LAVÍNIA – Nós temos abolicionistas negros. Luiz Gama é minha referência no movimento
abolicionista. Luiz Gama ia para a Assembleia Provincial de S. Paulo e defendia que após a
abolição houvesse uma espécie de política pública que promovesse e pudesse incluir essa
população. Na verdade, após a abolição a popução negra foi abandonada, inclusive havia um
discurso do Estado que dizia: — vocês não são brasileiros, são africanos, voltem para África. Tudo
isso ainda precisa ser revelado, vir à tona, e conhecer como se dá essa construção. O movimento
abolicionista tem importância, mas a resistência, as estratégias de afirmação de se manter em pé… e
a Lei Áurea, na verdade, a abolição no Brasil não é a Lei Áurea, a abolição é um processo, é um
conjunto de leis que vai pouco a pouco abolindo a escravidão, mas o mais importante é a
movimentação da população negra nessas estratégias. Lógico que a luta pelo direito, principalmente
liderada por Luiz Gama, é da maior importância. O autor de Insurreição de Queimado, Afonso
Claudio, era abolicionista. O Espírito Santo teve dois grupos de abolicionistas.
SEGREGACIONISMO, O QUE SERIA NO COTIDIANO DE ONTEM E DE HOJE?
LAVÍNIA – Essa palavra pode ser aplicada na realidade norte-americana, na África do Sul, onde
teve leis de segregação. No Brasil, é mais complicado porque não há um processo de segregação
oficial. Ela acontece no processo que foi naturalizado. Por que a massa carcerária no Brasil é negra?
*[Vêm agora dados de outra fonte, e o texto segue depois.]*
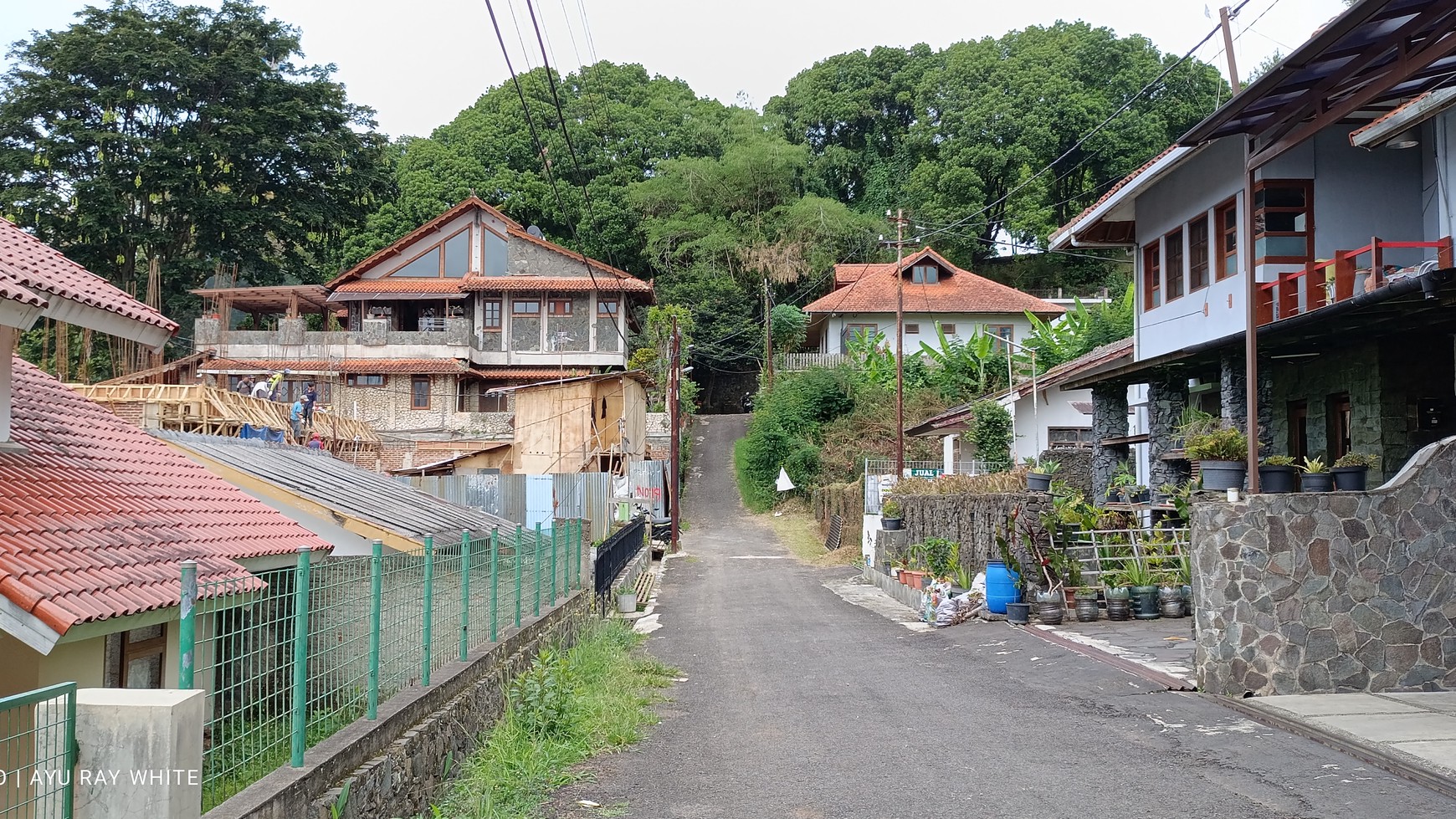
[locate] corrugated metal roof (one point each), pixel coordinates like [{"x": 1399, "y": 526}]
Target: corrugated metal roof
[{"x": 348, "y": 489}]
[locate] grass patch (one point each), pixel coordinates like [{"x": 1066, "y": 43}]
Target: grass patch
[
  {"x": 568, "y": 707},
  {"x": 798, "y": 531}
]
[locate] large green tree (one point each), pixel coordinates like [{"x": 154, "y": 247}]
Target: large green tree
[{"x": 188, "y": 136}]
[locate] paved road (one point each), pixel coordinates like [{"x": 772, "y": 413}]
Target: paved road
[{"x": 802, "y": 706}]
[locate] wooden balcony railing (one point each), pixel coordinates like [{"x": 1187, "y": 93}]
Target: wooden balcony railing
[{"x": 1334, "y": 279}]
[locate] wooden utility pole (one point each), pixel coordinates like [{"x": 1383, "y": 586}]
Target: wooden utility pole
[
  {"x": 1228, "y": 49},
  {"x": 673, "y": 411},
  {"x": 767, "y": 338}
]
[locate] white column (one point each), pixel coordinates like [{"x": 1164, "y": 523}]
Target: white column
[{"x": 140, "y": 754}]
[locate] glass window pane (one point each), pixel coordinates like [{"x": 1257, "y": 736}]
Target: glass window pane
[
  {"x": 458, "y": 255},
  {"x": 424, "y": 267}
]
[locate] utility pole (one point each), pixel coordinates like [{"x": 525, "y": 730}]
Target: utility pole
[
  {"x": 1228, "y": 49},
  {"x": 673, "y": 411},
  {"x": 767, "y": 336}
]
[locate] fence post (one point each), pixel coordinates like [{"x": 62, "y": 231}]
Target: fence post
[
  {"x": 430, "y": 607},
  {"x": 300, "y": 658},
  {"x": 517, "y": 576},
  {"x": 495, "y": 568},
  {"x": 464, "y": 594},
  {"x": 536, "y": 572},
  {"x": 187, "y": 632},
  {"x": 376, "y": 596}
]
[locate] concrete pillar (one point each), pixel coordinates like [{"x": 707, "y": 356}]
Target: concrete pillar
[
  {"x": 1166, "y": 399},
  {"x": 1109, "y": 421},
  {"x": 140, "y": 754}
]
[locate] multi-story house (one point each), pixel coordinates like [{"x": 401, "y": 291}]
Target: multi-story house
[
  {"x": 417, "y": 338},
  {"x": 1327, "y": 181}
]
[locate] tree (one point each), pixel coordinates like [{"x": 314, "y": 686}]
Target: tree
[{"x": 187, "y": 136}]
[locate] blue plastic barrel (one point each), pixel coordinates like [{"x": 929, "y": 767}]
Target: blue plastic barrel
[{"x": 1001, "y": 586}]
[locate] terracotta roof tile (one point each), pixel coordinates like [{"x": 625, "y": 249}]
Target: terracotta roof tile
[
  {"x": 35, "y": 265},
  {"x": 96, "y": 515},
  {"x": 871, "y": 289}
]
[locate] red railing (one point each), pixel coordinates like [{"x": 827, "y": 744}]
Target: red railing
[{"x": 1316, "y": 278}]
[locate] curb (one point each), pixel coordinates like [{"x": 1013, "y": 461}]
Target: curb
[{"x": 1363, "y": 751}]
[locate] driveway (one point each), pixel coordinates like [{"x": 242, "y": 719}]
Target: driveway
[{"x": 800, "y": 704}]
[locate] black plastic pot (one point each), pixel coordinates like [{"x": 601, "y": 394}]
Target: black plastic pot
[
  {"x": 1277, "y": 480},
  {"x": 1222, "y": 474},
  {"x": 1350, "y": 479}
]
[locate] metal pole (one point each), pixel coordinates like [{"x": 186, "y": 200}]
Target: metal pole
[
  {"x": 187, "y": 632},
  {"x": 464, "y": 594},
  {"x": 300, "y": 658},
  {"x": 376, "y": 585},
  {"x": 430, "y": 606}
]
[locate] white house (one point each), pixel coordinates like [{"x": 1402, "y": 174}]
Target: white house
[{"x": 936, "y": 294}]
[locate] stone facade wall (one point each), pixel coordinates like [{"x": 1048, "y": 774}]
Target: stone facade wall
[
  {"x": 1302, "y": 594},
  {"x": 970, "y": 520}
]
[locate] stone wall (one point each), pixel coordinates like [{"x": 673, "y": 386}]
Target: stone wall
[
  {"x": 397, "y": 764},
  {"x": 970, "y": 520},
  {"x": 1302, "y": 594}
]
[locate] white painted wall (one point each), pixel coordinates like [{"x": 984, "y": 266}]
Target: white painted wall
[{"x": 966, "y": 326}]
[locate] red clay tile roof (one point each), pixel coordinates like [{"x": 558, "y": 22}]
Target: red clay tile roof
[
  {"x": 303, "y": 366},
  {"x": 96, "y": 515},
  {"x": 555, "y": 284},
  {"x": 871, "y": 289},
  {"x": 35, "y": 265}
]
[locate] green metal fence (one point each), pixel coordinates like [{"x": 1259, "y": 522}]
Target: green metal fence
[
  {"x": 38, "y": 752},
  {"x": 291, "y": 657}
]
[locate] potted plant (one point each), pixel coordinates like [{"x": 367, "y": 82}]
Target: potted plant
[
  {"x": 1040, "y": 476},
  {"x": 1277, "y": 474},
  {"x": 1351, "y": 468},
  {"x": 1219, "y": 453},
  {"x": 1315, "y": 476},
  {"x": 890, "y": 518}
]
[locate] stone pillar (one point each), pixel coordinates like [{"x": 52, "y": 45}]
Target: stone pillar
[
  {"x": 140, "y": 754},
  {"x": 1109, "y": 421},
  {"x": 1166, "y": 399}
]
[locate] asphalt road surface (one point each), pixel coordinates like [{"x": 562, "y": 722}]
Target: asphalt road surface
[{"x": 798, "y": 704}]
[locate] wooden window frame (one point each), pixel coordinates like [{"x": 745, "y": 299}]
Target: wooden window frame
[
  {"x": 1308, "y": 210},
  {"x": 428, "y": 383},
  {"x": 1225, "y": 233},
  {"x": 1152, "y": 275},
  {"x": 1171, "y": 268},
  {"x": 1197, "y": 268},
  {"x": 485, "y": 315}
]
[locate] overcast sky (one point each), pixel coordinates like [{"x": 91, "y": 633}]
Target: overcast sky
[{"x": 419, "y": 61}]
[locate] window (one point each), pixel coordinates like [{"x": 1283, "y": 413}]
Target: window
[
  {"x": 1228, "y": 220},
  {"x": 1152, "y": 277},
  {"x": 1172, "y": 250},
  {"x": 1298, "y": 431},
  {"x": 1337, "y": 427},
  {"x": 136, "y": 658},
  {"x": 925, "y": 274},
  {"x": 1283, "y": 222},
  {"x": 1198, "y": 253},
  {"x": 1074, "y": 437}
]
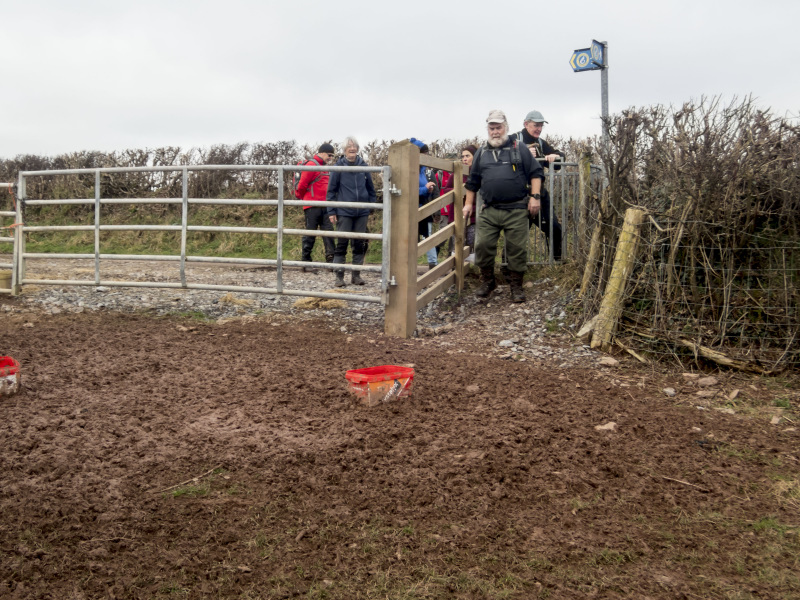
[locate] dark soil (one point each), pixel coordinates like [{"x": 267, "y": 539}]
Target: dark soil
[{"x": 165, "y": 458}]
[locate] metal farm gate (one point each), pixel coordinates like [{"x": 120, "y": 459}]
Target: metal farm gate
[
  {"x": 402, "y": 291},
  {"x": 24, "y": 203}
]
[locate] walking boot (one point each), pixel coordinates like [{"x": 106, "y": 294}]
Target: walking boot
[
  {"x": 515, "y": 282},
  {"x": 504, "y": 274},
  {"x": 357, "y": 278},
  {"x": 339, "y": 279},
  {"x": 488, "y": 283}
]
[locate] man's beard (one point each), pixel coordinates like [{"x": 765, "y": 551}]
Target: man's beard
[{"x": 497, "y": 142}]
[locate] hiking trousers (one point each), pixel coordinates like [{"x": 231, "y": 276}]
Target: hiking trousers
[{"x": 514, "y": 226}]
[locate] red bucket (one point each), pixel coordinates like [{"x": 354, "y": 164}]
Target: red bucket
[
  {"x": 9, "y": 376},
  {"x": 373, "y": 385}
]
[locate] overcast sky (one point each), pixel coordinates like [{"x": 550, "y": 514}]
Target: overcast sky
[{"x": 110, "y": 75}]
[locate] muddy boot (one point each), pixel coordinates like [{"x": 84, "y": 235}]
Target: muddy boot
[
  {"x": 487, "y": 283},
  {"x": 339, "y": 279},
  {"x": 515, "y": 281},
  {"x": 504, "y": 274}
]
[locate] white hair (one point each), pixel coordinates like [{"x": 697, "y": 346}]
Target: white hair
[
  {"x": 497, "y": 142},
  {"x": 348, "y": 141}
]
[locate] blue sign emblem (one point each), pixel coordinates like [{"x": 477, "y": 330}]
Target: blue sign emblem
[
  {"x": 581, "y": 60},
  {"x": 597, "y": 53}
]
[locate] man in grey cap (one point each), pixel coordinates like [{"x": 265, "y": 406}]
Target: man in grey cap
[
  {"x": 509, "y": 180},
  {"x": 530, "y": 135}
]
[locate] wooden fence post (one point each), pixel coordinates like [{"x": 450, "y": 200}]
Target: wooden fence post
[
  {"x": 584, "y": 196},
  {"x": 624, "y": 259},
  {"x": 594, "y": 246},
  {"x": 400, "y": 318}
]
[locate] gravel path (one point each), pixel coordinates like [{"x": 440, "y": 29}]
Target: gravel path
[{"x": 537, "y": 330}]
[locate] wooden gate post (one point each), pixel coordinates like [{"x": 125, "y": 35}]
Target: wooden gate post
[
  {"x": 584, "y": 196},
  {"x": 400, "y": 318},
  {"x": 624, "y": 260}
]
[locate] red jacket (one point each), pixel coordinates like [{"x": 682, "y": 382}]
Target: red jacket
[
  {"x": 446, "y": 186},
  {"x": 313, "y": 185}
]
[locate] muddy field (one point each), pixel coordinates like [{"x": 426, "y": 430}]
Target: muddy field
[{"x": 162, "y": 457}]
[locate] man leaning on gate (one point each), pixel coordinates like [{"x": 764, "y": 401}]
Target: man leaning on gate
[{"x": 510, "y": 180}]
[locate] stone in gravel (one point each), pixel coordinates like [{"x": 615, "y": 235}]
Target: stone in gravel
[
  {"x": 607, "y": 361},
  {"x": 610, "y": 426}
]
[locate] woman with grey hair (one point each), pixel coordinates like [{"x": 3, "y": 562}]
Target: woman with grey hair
[{"x": 350, "y": 186}]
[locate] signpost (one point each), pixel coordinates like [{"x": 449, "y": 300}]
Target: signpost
[{"x": 595, "y": 58}]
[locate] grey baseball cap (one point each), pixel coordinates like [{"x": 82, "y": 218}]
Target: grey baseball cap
[
  {"x": 496, "y": 116},
  {"x": 535, "y": 116}
]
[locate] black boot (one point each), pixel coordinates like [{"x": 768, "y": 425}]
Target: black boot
[
  {"x": 487, "y": 283},
  {"x": 515, "y": 282}
]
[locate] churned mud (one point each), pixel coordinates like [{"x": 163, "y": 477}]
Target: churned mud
[{"x": 162, "y": 457}]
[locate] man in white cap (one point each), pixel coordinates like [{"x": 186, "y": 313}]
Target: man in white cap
[
  {"x": 510, "y": 181},
  {"x": 530, "y": 135}
]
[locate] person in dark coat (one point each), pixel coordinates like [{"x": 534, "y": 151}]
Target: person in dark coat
[
  {"x": 355, "y": 186},
  {"x": 547, "y": 156},
  {"x": 510, "y": 179}
]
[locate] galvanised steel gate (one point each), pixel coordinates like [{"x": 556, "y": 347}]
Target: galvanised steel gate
[{"x": 185, "y": 227}]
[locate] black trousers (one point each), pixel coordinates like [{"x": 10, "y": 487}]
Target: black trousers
[{"x": 315, "y": 219}]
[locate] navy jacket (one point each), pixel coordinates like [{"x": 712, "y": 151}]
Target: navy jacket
[
  {"x": 350, "y": 187},
  {"x": 500, "y": 181}
]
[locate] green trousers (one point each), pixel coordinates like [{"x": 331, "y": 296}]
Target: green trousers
[{"x": 514, "y": 226}]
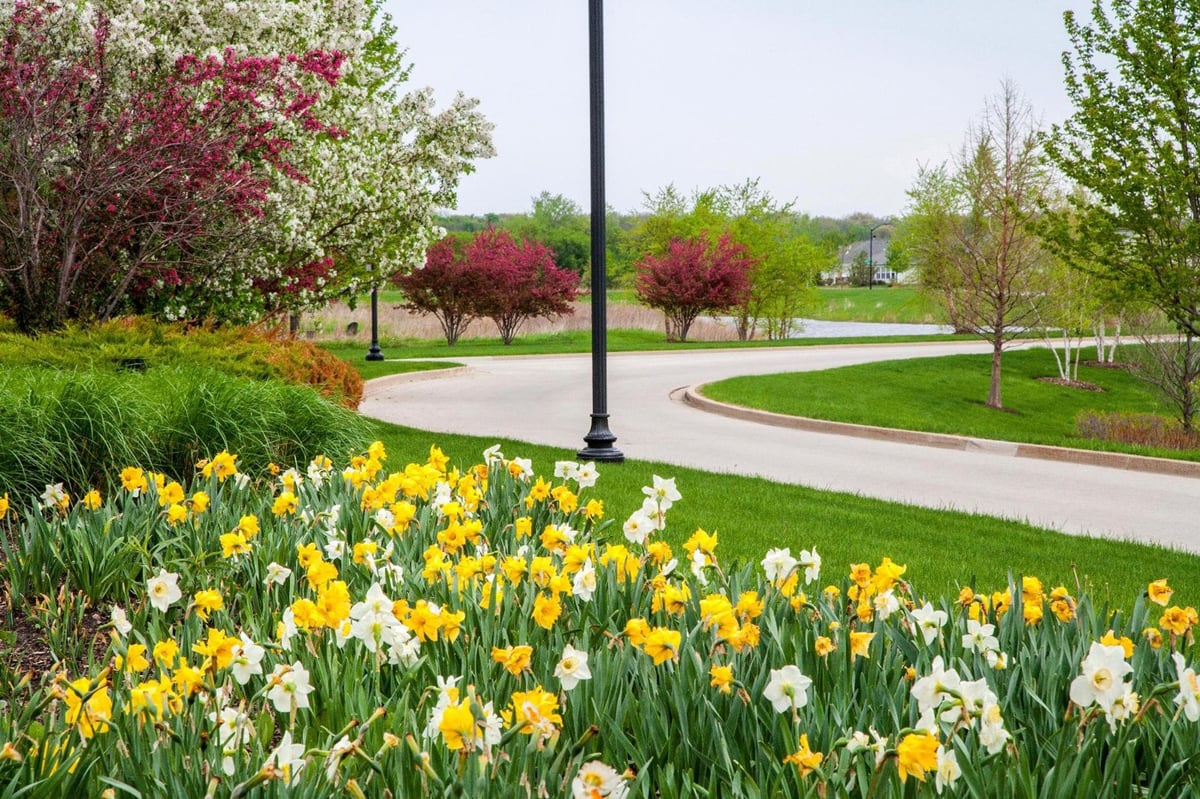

— Porque são preguiçosos, não gostam de trabalhar, aí viram bandidos —. O menino morreu na
boca do tráfico: — ah, mas ele tinha escolha —. Aí, eu pergunto, onde você nasceu? Ah, na Praia
do Canto? É dizer que outro tinha escolha quando você tem escolha. O que a gente tem é um
destino social e racial no Brasil. O destino social de negros e negras é estar no subemprego, ter os
piores salários, a pior escolarização. Isso vem mudando? Vem. Mas nós somos a maioria, então
temos que estar representado na universidade, temos que ser a maioria. Não podemos ser a minoria,
ou 20%. Está mudando? Mas ainda somos poucos dentro da Assembleia Legislativa. Quantos
ministros negros temos?
É preciso avançar. Acho que a gente está num momento linear desse avanço. Falei das estratégias do
período da escravidão, da resistência, da construção do movimento negro, de toda essa articulação
que a gente vem fazendo no sentido de apresentar políticas afirmativas, no sentido de escrever a
nossa história, queremos mais, precisamos de mais porque nossa juventude está sendo exterminada,
porque nossas mulheres ainda estão sendo violentadas, são as que mais sofrem violência.